Why Assumable Loans Are Great

If you are refinancing or modifying your loan, then I recommend doing what you can to ensure that it is assumable. An assumable loan means someone else can acquire your mortgage (and make payments on it) when you sell the home.

Assumable loan clauses are standard in VA and FHA mortgages, so if you are considering making a change, take a very close look at those programs.

Why look for an assumable loan? Because interest rates are not going to get any lower. In this author’s mind, inflation is just a few short years away, bringing with it higher interest rates. Higher interest rates mean loans are more expensive, and people are not able to buy the size of home they could if rates were lower. You know that your payments are less if your rate is 4% versus 8%. Someone looking to buy your home will be looking at it a lot differently if they have to pay 4% or 8% interest. The difference on a $100,000, 30-Year loan is $403.66 per month. That’s a lot of money.

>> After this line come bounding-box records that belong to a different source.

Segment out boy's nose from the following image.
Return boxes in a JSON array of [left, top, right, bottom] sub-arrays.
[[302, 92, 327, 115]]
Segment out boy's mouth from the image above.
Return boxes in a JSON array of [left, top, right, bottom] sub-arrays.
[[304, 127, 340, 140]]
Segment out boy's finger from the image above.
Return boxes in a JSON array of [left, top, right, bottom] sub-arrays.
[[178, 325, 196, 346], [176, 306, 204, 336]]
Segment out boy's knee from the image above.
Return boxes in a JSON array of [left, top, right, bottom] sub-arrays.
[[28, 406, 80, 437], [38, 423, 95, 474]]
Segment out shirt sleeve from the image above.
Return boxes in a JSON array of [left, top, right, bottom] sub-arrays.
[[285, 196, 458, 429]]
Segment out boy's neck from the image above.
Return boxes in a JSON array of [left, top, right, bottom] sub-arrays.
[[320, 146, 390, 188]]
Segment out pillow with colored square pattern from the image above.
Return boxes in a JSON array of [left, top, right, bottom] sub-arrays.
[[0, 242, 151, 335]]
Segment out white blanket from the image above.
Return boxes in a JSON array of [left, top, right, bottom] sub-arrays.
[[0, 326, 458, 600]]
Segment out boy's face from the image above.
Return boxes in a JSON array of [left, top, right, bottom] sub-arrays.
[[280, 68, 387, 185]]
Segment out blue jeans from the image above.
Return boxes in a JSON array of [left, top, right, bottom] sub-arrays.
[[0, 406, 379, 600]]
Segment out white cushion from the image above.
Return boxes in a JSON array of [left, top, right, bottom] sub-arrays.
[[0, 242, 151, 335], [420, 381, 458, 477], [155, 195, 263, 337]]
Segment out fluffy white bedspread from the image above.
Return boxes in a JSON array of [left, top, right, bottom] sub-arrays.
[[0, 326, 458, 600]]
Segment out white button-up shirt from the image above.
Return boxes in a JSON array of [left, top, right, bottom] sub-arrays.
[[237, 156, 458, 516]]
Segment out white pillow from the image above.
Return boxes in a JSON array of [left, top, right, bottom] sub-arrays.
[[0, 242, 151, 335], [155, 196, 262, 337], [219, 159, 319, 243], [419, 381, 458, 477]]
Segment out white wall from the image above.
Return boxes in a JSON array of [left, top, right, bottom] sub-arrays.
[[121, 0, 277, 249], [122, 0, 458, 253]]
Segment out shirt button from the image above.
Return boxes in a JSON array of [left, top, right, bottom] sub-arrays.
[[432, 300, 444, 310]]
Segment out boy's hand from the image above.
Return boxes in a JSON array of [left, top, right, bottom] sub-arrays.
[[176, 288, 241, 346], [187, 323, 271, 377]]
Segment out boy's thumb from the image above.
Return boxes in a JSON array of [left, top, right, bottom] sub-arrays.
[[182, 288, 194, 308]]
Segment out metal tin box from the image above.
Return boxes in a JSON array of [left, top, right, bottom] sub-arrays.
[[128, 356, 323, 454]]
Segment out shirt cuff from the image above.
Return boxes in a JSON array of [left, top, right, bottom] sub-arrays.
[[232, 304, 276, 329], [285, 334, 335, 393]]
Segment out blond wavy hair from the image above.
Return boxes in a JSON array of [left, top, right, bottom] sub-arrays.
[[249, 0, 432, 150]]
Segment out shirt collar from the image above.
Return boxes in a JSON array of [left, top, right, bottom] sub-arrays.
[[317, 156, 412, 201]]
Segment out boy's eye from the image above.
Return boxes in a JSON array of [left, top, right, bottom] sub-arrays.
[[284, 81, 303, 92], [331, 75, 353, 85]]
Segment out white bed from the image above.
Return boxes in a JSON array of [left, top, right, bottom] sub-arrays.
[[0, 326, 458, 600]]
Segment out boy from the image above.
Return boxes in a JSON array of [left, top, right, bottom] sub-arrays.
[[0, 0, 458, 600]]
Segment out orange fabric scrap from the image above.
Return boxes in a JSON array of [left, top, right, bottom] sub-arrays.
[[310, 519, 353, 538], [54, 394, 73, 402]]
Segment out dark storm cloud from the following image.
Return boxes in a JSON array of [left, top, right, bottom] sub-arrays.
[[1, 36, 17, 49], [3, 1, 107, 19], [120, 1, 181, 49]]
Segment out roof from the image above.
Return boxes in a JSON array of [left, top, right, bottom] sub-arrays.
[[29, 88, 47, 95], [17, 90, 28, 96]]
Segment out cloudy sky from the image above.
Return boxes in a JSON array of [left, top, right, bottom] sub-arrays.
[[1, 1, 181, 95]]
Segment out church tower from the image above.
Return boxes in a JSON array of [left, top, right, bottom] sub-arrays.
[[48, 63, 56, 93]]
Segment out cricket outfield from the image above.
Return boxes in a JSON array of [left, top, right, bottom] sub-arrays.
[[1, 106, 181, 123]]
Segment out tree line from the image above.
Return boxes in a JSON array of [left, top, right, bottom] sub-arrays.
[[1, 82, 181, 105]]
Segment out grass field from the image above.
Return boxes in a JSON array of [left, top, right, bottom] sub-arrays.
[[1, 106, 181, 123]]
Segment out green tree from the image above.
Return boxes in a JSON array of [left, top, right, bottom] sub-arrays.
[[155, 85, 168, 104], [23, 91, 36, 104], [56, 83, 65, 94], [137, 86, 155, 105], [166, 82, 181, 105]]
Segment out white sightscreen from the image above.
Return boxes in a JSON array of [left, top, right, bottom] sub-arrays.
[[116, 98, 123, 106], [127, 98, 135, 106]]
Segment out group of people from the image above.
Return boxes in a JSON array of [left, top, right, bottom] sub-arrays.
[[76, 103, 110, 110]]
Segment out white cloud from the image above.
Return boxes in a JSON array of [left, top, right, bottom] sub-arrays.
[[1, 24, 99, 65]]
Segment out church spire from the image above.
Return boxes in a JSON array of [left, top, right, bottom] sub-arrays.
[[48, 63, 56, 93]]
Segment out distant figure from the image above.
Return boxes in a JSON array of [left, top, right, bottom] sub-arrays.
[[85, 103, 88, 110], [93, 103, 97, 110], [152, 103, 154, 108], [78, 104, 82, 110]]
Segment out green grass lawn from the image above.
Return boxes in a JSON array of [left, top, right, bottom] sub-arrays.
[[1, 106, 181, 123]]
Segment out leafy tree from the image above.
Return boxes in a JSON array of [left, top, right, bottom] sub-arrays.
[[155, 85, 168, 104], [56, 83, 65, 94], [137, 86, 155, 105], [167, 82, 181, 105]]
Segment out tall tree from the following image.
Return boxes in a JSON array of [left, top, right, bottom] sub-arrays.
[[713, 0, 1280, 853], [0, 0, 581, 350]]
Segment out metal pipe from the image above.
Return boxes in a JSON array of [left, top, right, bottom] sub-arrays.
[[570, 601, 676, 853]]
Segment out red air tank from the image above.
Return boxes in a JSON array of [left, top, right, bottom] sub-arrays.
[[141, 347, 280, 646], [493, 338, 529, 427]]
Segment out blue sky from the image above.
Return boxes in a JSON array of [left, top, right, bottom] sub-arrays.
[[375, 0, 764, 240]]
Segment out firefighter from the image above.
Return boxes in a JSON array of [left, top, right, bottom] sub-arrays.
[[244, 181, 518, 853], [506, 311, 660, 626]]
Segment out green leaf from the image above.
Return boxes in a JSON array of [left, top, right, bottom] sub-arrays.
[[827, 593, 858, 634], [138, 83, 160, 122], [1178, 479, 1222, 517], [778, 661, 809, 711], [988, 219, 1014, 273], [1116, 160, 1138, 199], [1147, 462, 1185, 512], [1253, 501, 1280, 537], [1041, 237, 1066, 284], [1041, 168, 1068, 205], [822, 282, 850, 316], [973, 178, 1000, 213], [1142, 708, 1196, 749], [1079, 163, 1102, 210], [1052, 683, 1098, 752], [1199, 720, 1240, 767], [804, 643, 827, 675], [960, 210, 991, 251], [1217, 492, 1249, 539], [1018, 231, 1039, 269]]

Getting an assumable loan now at market rates means you can lock in that savings for someone looking to buy your home later, when rates are higher. Because someone assuming your 4% loan will save $403.66 more to spend each month than he would getting a market rate, he should be willing to pay a premium for your home. After all, he’s saving $4,843 per year by taking over your mortgage, or $48,439 over ten years. That means your home is worth more than the next guy who did not think to secure an assumable loan while rates were low.